Democracias que se prezem adotam política oposta com relação às drogas
Thiago Amparo, Advogado, é professor de direito internacional e direitos humanos na FGV Direito SP. Doutor pela Central European University (Budapeste), escreve sobre direitos e discriminação.
Folha de São Paulo, 14/03/2024
Se a intenção da CCJ (Comissão de Constituição e Justiça) do Senado era atestar, na letra da Constituição, o quão atrasado em matéria de política de drogas é o país, conseguiu. Nesta quarta (13), a comissão aprovou uma PEC que cristaliza o oposto do que todas as democracias que se prezem estão fazendo mundo afora: incute ma Carta o crime de possuir ou carregar qualquer tipo de droga, mesmo que seja para consumo próprio.
Ao usar o cartucho de uma PEC para piorar a já ruim lei de drogas —principal responsável pelo inchaço de 257% das prisões brasileiras nas duas últimas décadas—, o Senado usa uma arma nuclear para explodir um ladrão de galinha. Para justificar a emenda que piora o soneto, o relator da proposta, Efraim Filho (União Brasil-PB), inventou um oximoro: “Tráfico em pequenas quantidades”. A realidade, senador, é outra: a maioria dos presos por tráfico nem sequer tem relação com facções, conforme estudo do Ipea de 2023.

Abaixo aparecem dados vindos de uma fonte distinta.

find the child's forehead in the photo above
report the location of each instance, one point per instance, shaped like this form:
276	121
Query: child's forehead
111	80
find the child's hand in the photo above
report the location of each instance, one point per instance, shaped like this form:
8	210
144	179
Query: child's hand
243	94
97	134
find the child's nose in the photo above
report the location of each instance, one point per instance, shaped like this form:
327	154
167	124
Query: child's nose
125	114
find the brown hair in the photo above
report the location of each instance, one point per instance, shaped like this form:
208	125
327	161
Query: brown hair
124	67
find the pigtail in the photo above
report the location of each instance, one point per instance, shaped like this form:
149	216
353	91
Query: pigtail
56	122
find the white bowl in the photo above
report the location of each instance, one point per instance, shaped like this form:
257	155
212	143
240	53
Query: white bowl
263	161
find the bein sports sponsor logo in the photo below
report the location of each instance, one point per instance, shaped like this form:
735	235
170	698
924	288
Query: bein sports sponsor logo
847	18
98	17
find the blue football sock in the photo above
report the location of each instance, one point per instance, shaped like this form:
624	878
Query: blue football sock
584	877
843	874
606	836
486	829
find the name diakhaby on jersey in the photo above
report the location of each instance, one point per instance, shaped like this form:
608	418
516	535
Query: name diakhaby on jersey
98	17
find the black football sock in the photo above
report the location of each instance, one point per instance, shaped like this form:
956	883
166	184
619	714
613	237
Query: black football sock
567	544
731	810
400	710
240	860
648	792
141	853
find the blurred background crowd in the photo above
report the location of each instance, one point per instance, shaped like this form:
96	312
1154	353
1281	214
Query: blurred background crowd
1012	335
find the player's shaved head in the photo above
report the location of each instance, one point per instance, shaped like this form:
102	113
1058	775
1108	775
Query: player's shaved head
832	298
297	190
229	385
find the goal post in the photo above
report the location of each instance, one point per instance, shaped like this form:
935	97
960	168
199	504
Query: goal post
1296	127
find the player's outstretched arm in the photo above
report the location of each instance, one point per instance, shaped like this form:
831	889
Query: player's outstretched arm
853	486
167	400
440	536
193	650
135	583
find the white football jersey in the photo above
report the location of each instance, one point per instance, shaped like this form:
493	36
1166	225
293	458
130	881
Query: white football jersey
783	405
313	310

Na ausência de um critério objetivo que ajude a diferenciar traficante de usuário —principal gargalo da lei de drogas ora sob análise do STF —, ser negro e pobre parecem ser fatores determinantes para enquadrar o réu como traficante, mesmo quando não o é. O que o Senado faz é agravar essa situação ao criar uma punição genérica que torne ainda mais nebulosa a diferença entre traficante e usuário; e sabemos que, mesmo com categorias turvas, o Judiciário não falha em ver negros como o primeiro e não o segundo.
A CCJ do Senado Federal, ainda, exagera os efeitos da decisão do STF. Mesmo que decida uma quantidade objetiva de maconha para consumo pessoal, o parecer da corte deve ter pouco ou nenhum efeito sobre um sistema judicial que privilegia a palavra do policial e sobre um sistema policial que se alimenta da impunidade referendada pelo Judiciário para praticar abordagens e operações violentas. A deliberação do Supremo em nada muda isso, e é justamente com essas mazelas, e não com populismo penal retrógrado, que o Senado deveria se preocupar.